Il ciclo vitale dei mitocondri
Il ciclo vitale dei mitocondri prevede periodi di fusione e fissione (divisione) (Figura 1). La vita di un mitocondrio è di circa 10 giorni. Dopo un evento di fissione, i mitocondri entrano in una condizione di stato solitario nel quale sono più lunghi di circa ~20-volte rispetto al periodo di fusione (Hales, K.G. 2010). Quando un mitocondrio è vitale, mantiene un potenziale di membrana polarizzato e può fondere con un altro mitocondrio. Tuttavia, se il mitocondrio depolarizza, perde di funzionalità, rimarrà solitario e potrà essere digerito tramite i perossioomi, mentre se ripolarizza potrà essere recuperato. Durante gli eventi di fusione alcune componenti funzionali si possono ridistribuire irregolarmente fra i mitocondri, di conseguenza due mitocondri dissimili possono essere generati dall’evento successivo di fissione. Il meccanismo che è alla base di questa asimmetria metabolica non è chiaro, ma potrebbe facilitare la capacità della cellula di segregare e rimuovere il materiale mitocondriale danneggiato velocemente.

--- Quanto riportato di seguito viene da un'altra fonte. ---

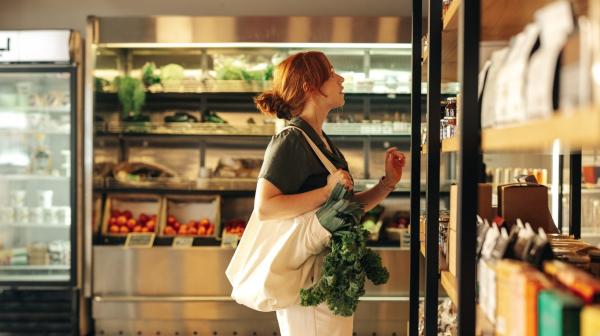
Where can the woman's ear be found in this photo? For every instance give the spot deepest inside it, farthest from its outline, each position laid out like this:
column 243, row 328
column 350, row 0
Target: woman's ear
column 305, row 87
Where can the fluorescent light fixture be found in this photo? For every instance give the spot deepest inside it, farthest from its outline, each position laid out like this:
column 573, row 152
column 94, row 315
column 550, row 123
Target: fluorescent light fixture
column 273, row 45
column 555, row 178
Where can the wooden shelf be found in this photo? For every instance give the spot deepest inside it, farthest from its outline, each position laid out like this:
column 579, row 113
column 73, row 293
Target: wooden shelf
column 449, row 284
column 500, row 21
column 449, row 145
column 575, row 129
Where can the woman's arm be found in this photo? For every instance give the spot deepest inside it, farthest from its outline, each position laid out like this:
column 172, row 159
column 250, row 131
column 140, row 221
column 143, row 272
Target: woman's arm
column 394, row 163
column 273, row 204
column 371, row 197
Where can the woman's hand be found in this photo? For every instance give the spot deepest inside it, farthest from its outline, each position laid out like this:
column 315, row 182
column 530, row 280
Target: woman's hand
column 394, row 163
column 340, row 176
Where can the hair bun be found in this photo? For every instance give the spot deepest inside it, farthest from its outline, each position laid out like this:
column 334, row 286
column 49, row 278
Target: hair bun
column 273, row 105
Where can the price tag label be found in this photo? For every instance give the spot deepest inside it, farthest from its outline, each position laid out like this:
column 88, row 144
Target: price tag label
column 229, row 240
column 140, row 239
column 183, row 242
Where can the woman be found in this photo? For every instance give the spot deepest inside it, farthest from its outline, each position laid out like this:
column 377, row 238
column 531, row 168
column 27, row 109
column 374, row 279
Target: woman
column 293, row 181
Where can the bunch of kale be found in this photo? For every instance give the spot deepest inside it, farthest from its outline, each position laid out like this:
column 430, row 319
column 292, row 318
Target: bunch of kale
column 349, row 260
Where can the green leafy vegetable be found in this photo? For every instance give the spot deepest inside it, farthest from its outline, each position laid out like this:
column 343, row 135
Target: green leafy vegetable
column 148, row 76
column 131, row 95
column 349, row 260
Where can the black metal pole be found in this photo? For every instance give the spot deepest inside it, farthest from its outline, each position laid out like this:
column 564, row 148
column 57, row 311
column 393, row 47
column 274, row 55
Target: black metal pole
column 433, row 167
column 470, row 161
column 415, row 167
column 575, row 197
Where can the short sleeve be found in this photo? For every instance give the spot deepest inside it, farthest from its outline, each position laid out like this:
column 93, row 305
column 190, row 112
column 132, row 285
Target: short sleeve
column 286, row 162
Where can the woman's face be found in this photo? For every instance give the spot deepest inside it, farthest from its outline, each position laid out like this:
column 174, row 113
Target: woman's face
column 333, row 90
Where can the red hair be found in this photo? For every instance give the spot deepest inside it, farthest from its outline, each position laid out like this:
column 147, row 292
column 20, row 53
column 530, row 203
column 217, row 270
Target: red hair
column 288, row 95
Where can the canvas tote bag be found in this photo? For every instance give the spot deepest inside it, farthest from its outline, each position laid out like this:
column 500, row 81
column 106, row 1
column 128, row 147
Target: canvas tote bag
column 275, row 258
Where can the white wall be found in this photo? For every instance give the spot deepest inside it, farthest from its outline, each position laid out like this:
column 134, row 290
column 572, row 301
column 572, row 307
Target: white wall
column 40, row 14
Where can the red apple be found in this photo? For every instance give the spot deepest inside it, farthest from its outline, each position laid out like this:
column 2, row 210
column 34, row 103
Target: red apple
column 183, row 229
column 131, row 223
column 171, row 220
column 143, row 218
column 151, row 225
column 121, row 220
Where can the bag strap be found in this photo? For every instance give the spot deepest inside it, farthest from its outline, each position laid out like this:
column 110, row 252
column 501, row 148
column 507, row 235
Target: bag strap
column 324, row 160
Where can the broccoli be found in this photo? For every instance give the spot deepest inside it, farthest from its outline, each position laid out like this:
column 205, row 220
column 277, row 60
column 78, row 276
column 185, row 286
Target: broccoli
column 349, row 260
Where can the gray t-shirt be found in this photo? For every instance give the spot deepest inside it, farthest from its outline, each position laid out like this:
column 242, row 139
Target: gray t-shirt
column 291, row 164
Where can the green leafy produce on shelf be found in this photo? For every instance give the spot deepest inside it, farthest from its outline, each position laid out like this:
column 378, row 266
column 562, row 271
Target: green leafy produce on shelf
column 131, row 95
column 171, row 74
column 211, row 117
column 229, row 71
column 100, row 83
column 349, row 260
column 148, row 74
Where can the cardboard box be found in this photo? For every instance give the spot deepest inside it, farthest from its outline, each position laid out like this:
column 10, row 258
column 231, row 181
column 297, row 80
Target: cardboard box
column 190, row 210
column 137, row 204
column 590, row 321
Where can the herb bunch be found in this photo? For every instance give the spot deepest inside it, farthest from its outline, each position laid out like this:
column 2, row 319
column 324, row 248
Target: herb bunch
column 349, row 260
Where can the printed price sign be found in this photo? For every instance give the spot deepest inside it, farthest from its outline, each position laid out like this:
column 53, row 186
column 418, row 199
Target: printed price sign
column 140, row 239
column 229, row 240
column 182, row 242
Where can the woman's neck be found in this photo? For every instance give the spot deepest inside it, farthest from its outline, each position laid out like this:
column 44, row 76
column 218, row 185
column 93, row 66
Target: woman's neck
column 314, row 116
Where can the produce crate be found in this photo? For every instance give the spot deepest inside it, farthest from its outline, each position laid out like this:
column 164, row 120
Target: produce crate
column 141, row 213
column 198, row 216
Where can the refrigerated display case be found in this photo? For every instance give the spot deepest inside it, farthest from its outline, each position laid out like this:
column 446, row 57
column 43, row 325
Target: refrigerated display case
column 198, row 134
column 40, row 207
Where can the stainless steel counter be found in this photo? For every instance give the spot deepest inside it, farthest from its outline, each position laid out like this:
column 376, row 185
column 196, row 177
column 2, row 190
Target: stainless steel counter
column 182, row 291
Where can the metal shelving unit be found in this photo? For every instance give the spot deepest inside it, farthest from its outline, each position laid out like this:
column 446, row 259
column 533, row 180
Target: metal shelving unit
column 465, row 25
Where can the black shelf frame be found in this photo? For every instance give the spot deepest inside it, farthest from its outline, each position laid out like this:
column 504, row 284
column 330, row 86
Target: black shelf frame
column 415, row 179
column 470, row 162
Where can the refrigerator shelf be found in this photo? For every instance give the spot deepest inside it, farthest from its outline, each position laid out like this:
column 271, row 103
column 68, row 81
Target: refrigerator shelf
column 35, row 226
column 28, row 109
column 35, row 268
column 26, row 177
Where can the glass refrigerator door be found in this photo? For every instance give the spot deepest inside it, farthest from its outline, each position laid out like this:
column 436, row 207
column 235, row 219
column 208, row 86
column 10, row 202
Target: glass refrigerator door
column 36, row 183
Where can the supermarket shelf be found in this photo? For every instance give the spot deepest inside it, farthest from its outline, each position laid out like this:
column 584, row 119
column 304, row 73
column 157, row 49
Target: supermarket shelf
column 575, row 129
column 222, row 186
column 32, row 109
column 36, row 268
column 35, row 226
column 499, row 22
column 34, row 278
column 449, row 145
column 483, row 325
column 27, row 177
column 449, row 284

I mitocondri cambiano ripetutamente la loro struttura morfologica dalla condizione di reticolo post-fusione a quella solitaria di post-fissione. La fusione è breve ed innesca la fissione. Hales, K.G. (2010).
Il genoma mitocondriale
I mitocondri sono dotati di un proprio DNA (mtDNA, Figura 2). L’mtDNA è estremamente piccolo, ha struttura circolare di 16.569 nucleotidi e contiene solamente 37 geni: 13 mRNA che codificano per alcune delle subunità proteiche dei complessi della catena respiratoria e 2 RNA ribosomali, (rRNA 12S e 16S) e 22 RNA transfer, (tRNA). Il 93% del DNA mitocondriale è codificante, tuttavia ha una struttura cromatinica diversa dal DNA nucleare: non è protetto dagli istoni e andando incontro a numerosissimi cicli di replicazioni è più soggetto agli errori della macchina replicativa (fonte di mutazioni anche nel nucleare). Inoltre i meccanismi di riparo sono meno efficienti rispetto al DNA nucleare.
Durante la fecondazione, i mitocondri presenti nel nuovo individuo (zigote) provengono solo dalla cellula uovo (ovocita). Una madre portatrice di una mutazione del mtDNA trasmetterà tale mutazione a tutti i propri figli, ma solo le figlie trasmetteranno a loro volta la mutazione alla loro progenie (eredità matrilineare). Al contrario dei geni nucleari che sono presenti nell’uomo in duplice copia (allele materno ed allele paterno), vi sono centinaia di molecole di mtDNA all’interno di ogni cellula. In un individuo normale, tutte le molecole di mtDNA sono identiche (omoplasmia).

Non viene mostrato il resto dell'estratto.